Opinião: Não apenas tecnologia, mais experiência educacional

Coluna escrita por Verónica Herrera Fernández. Designer e comunicadora chilena, especialista em ambientes virtuais de aprendizagem, com mais de 20 anos de experiência nas áreas de Educação, Inovação, Tecnologia e Comunicação.


Em 2020, o Coronavirus trouxe consigo a incorporação brutal de tecnologias no ensino. Instituições de ensino em todo o mundo foram forçadas a reagir mudando suas aulas presenciais “como estão” para plataformas de tecnologia para dar continuidade ao seu trabalho educacional. Dado este facto, na maioria das instituições de ensino superior esse processo foi tão avassalador que ofuscou a experiência educacional.

Passados ​​meses desde o início da pandemia no Chile, e quando estamos todos um pouco “elevados” na adoção de tecnologias para o ensino, podemos perceber alguns efeitos das ações que as instituições de ensino realizaram para enfrentar a emergência.

Como é de conhecimento público, o COVID-19 teve um tremendo impacto no campo educacional. Por um lado, deixou claro que existe uma grande lacuna digital tanto no acesso quanto nas habilidades digitais e, por outro lado, durante o período de distanciamento social, professores e alunos sofreram duros efeitos de uma experiência educacional improvisada:

“A partir de experiências de interrupção forçada do ano letivo, como resultado, na ausência de uma resposta educacional intencional e eficaz, a pandemia COVID-19 provavelmente gerará a maior interrupção nas oportunidades educacionais globalmente em uma geração.” (Reimers & Schleicher, 30 de março de 2020).
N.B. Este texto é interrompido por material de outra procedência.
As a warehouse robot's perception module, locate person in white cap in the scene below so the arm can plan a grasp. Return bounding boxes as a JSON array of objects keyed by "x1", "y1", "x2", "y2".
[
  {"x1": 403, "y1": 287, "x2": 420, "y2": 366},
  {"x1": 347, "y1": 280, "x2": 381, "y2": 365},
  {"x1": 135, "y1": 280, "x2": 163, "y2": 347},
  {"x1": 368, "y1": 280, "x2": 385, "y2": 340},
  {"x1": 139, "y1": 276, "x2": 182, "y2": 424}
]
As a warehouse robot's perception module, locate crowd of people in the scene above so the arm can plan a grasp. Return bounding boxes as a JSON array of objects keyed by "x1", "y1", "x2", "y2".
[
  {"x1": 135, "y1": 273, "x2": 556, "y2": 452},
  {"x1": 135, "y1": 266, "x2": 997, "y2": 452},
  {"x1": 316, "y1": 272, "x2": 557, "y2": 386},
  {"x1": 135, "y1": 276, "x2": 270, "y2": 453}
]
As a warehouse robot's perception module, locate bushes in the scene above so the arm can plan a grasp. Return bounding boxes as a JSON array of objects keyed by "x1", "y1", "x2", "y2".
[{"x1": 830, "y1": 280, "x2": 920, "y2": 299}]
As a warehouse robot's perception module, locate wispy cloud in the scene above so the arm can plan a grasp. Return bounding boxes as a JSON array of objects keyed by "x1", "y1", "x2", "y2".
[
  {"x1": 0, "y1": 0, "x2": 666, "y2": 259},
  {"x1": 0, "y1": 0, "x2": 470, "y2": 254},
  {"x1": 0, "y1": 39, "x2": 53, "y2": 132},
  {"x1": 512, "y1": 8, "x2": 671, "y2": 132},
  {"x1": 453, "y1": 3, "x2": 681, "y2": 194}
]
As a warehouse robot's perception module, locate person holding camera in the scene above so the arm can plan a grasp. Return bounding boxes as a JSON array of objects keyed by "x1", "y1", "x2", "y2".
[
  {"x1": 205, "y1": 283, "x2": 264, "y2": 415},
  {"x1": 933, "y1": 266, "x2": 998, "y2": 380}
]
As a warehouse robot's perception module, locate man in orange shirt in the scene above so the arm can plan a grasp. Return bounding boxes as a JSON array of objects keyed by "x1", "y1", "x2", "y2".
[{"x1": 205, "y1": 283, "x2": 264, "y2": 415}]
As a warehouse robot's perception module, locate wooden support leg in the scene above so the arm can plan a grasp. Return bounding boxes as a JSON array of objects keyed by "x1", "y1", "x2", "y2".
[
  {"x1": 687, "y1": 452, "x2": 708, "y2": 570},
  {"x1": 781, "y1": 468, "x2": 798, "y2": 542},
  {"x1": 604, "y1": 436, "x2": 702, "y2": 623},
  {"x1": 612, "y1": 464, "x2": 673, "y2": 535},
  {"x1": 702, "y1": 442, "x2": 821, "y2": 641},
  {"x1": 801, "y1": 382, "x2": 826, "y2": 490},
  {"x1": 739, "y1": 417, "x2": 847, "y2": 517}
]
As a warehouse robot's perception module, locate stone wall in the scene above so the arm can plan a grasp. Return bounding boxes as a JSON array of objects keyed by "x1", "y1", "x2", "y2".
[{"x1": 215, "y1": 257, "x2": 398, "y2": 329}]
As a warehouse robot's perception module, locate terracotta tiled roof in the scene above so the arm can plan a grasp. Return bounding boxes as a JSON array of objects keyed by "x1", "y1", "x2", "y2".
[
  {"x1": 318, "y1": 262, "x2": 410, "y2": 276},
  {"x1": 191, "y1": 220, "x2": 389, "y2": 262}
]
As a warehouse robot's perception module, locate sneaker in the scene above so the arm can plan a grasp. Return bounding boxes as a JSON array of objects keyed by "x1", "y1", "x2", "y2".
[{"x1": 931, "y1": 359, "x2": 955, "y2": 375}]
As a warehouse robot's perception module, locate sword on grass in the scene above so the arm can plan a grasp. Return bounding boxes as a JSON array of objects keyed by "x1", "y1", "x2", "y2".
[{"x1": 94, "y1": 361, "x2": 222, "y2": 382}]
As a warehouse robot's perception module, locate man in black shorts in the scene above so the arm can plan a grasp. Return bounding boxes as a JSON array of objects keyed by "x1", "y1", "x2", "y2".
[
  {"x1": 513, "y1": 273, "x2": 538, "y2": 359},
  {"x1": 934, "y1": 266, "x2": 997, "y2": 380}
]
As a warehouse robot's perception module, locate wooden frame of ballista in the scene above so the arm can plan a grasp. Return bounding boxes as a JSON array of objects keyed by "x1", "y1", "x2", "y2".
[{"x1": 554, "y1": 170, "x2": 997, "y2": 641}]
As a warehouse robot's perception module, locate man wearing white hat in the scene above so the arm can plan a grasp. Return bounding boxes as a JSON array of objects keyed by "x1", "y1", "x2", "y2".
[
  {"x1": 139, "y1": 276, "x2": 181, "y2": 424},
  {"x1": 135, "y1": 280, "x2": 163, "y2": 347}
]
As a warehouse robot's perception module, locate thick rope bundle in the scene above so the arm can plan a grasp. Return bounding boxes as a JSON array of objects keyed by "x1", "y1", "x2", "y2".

Nesse contexto, quero compartilhar a experiência de uma instituição de ensino que reagiu de forma diferente à generalidade deles, e que tem obtido resultados diferentes. Este é o Estudio Landscape, uma escola de paisagismo chilena que, como a maioria das instituições, não estava preparada para transformar sua forma de ensinar de um dia para o outro e cuja principal dificuldade em fazer aulas online era o caráter prático de sua disciplina.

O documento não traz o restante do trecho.